Pesquisadores baseados no EMBL Hamburg, em colaboração com o Instituto de Pesquisa Leibniz de Farmacologia Molecular (FMP), reportaram um mapa de alta resolução dos contatos entre proteínas do vírus influenza A e proteínas humanas dentro de células infectadas.

Utilizando espectrometria de massa por cross-linking in-cell em células epiteliais pulmonares humanas infectadas intactas, a equipe identificou centenas de pares de proteínas vírus-hospedeiro e combinou essas medições com modelagem estrutural baseada em AlphaFold para inferir onde as proteínas entram em contato umas com as outras.

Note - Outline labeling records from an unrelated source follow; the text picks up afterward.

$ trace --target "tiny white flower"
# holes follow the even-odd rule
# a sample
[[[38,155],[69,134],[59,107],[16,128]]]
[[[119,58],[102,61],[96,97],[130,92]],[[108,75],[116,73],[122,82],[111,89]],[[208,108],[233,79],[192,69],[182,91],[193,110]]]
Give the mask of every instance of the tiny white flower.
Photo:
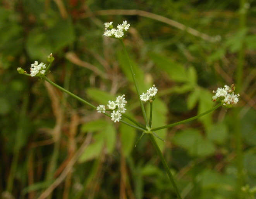
[[[105,111],[106,111],[106,108],[105,108],[105,106],[104,105],[99,105],[97,107],[96,110],[98,111],[97,112],[99,113],[105,113]]]
[[[115,38],[121,38],[124,35],[124,31],[119,29],[115,31],[114,34]]]
[[[154,97],[157,93],[157,88],[155,87],[155,85],[147,91],[147,94],[150,97]]]
[[[122,30],[124,29],[125,31],[127,31],[129,29],[130,25],[130,24],[127,24],[127,21],[125,20],[123,22],[123,23],[122,24],[118,24],[117,25],[117,28],[119,30]]]
[[[110,22],[106,22],[106,23],[105,23],[104,25],[105,25],[105,28],[106,29],[107,29],[108,27],[112,25],[112,24],[113,24],[112,21]]]
[[[45,69],[46,68],[45,65],[43,62],[40,63],[38,65],[38,62],[37,61],[35,61],[34,63],[31,64],[31,67],[30,68],[30,75],[31,77],[34,77],[37,75],[39,72],[42,74],[44,74],[45,72],[45,70],[42,69]]]
[[[127,103],[127,101],[125,100],[124,96],[125,95],[119,95],[117,97],[115,103],[119,107],[124,107],[125,105],[125,104]]]
[[[215,94],[217,97],[225,96],[228,94],[228,92],[223,88],[217,88],[217,90],[213,91],[213,93],[216,93]]]
[[[124,106],[119,106],[118,107],[118,111],[121,113],[124,113],[126,111],[126,109],[124,107]]]
[[[117,106],[117,104],[113,101],[108,101],[108,106],[110,109],[114,110]]]
[[[144,101],[144,102],[146,102],[149,99],[149,96],[146,93],[143,93],[141,95],[140,95],[141,100],[141,101]]]
[[[119,122],[122,118],[122,114],[119,111],[113,111],[110,114],[111,116],[111,120],[114,121],[114,122],[117,121]]]
[[[107,37],[111,37],[112,36],[112,32],[110,30],[107,30],[104,32],[104,34],[103,34],[103,35]]]
[[[112,28],[111,29],[111,34],[112,35],[114,35],[117,32],[117,29],[115,28]]]

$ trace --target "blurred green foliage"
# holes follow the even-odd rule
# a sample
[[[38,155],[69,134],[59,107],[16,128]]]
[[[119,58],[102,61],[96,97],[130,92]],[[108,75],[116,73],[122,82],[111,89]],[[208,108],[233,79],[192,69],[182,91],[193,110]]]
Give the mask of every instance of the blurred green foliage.
[[[143,122],[121,46],[116,40],[102,36],[103,22],[116,24],[127,20],[131,28],[124,42],[140,90],[145,92],[153,83],[158,89],[153,104],[153,128],[211,108],[211,91],[236,82],[237,55],[245,48],[237,112],[220,108],[199,120],[156,133],[166,141],[157,140],[183,198],[253,198],[254,194],[248,189],[244,189],[242,196],[237,194],[234,133],[239,120],[242,184],[253,189],[256,186],[256,4],[248,3],[246,27],[239,29],[239,3],[231,0],[164,0],[161,3],[154,0],[3,0],[1,197],[37,198],[91,135],[72,172],[50,197],[176,198],[146,135],[135,147],[141,132],[114,124],[43,81],[20,75],[16,71],[21,67],[29,72],[31,63],[45,62],[52,53],[55,59],[49,77],[53,81],[95,105],[124,94],[127,114]],[[91,14],[119,9],[159,15],[221,39],[211,42],[149,15]],[[76,56],[70,56],[70,52]],[[88,65],[100,70],[105,78],[88,69]],[[148,114],[149,107],[146,110]]]

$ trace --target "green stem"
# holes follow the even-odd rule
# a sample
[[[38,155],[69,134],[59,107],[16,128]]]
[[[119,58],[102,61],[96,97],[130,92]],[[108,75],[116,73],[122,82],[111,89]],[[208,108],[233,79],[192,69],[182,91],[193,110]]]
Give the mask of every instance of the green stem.
[[[246,28],[247,9],[245,7],[246,3],[245,0],[240,0],[239,8],[239,31],[242,31]],[[241,38],[242,46],[240,49],[238,55],[238,63],[236,69],[236,90],[237,92],[241,91],[242,86],[243,71],[244,65],[244,56],[245,44],[244,37]],[[237,153],[237,195],[238,198],[243,198],[243,194],[241,190],[241,187],[244,182],[244,176],[243,173],[243,156],[242,156],[242,143],[241,134],[241,123],[239,118],[240,109],[237,107],[235,110],[235,115],[236,116],[235,122],[235,135],[236,145]]]
[[[149,128],[152,126],[152,113],[153,111],[153,102],[150,102],[150,115],[149,115]]]
[[[163,126],[161,126],[160,127],[158,127],[157,128],[152,129],[151,129],[151,131],[157,131],[158,130],[160,130],[161,129],[165,129],[166,128],[168,128],[169,127],[172,127],[172,126],[175,126],[181,124],[184,124],[184,123],[187,123],[187,122],[190,122],[190,121],[192,121],[192,120],[194,120],[194,119],[197,119],[198,118],[200,117],[202,117],[202,116],[203,116],[204,115],[206,115],[206,114],[209,113],[209,112],[213,111],[215,110],[216,109],[221,105],[221,104],[219,104],[218,105],[215,106],[213,108],[207,111],[203,112],[203,113],[201,113],[199,115],[198,115],[197,116],[195,116],[194,117],[190,117],[190,118],[184,119],[184,120],[182,120],[181,121],[180,121],[179,122],[173,123],[170,124],[167,124],[167,125],[165,125]]]
[[[129,65],[130,65],[130,69],[131,70],[131,72],[132,73],[132,79],[133,79],[133,82],[134,83],[134,85],[135,86],[135,88],[136,88],[136,91],[137,92],[137,94],[139,97],[139,103],[141,105],[141,110],[142,110],[142,114],[143,114],[143,117],[144,119],[146,121],[146,123],[147,126],[148,125],[148,118],[147,118],[147,116],[146,114],[146,111],[145,111],[145,108],[144,108],[144,106],[143,104],[142,103],[142,102],[140,98],[140,92],[139,90],[139,87],[138,87],[138,83],[136,80],[135,78],[135,74],[134,73],[134,71],[133,71],[133,68],[132,68],[132,65],[131,63],[131,61],[130,60],[130,58],[127,53],[127,51],[126,50],[126,48],[125,46],[124,46],[124,44],[122,39],[119,39],[121,44],[122,44],[123,48],[124,49],[124,53],[125,54],[127,59],[128,59],[128,62],[129,63]]]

Entre as descobertas, o estudo associa a infecção por influenza A à interrupção de paraspeckles—estruturas sem membrana no núcleo celular construídas em torno do RNA longo não codificante NEAT1. Os autores relatam que proteínas virais interagem com componentes dos paraspeckles e que uma endonuclease viral, PA-X, contribui para a interrupção dos paraspeckles ao degradar o NEAT1, uma mudança que libera fatores do hospedeiro que, segundo o estudo, podem facilitar a replicação do influenza A.

"Observar essas pequenas organelas no núcleo se dissolvendo, consistentemente em todas as linhagens celulares e em todas as cepas de gripe que testamos, nos disse que isso não é um efeito colateral da infecção – pode ser uma estratégia", afirmou a primeira autora Iuliia Kotova em um comunicado que acompanha o trabalho.

Os resultados foram publicados na Nature Microbiology. Os pesquisadores afirmaram que o mapa de interação pode ajudar a orientar futuros estudos sobre a biologia do influenza, incluindo trabalhos relevantes para cepas de preocupação, como o H5N1.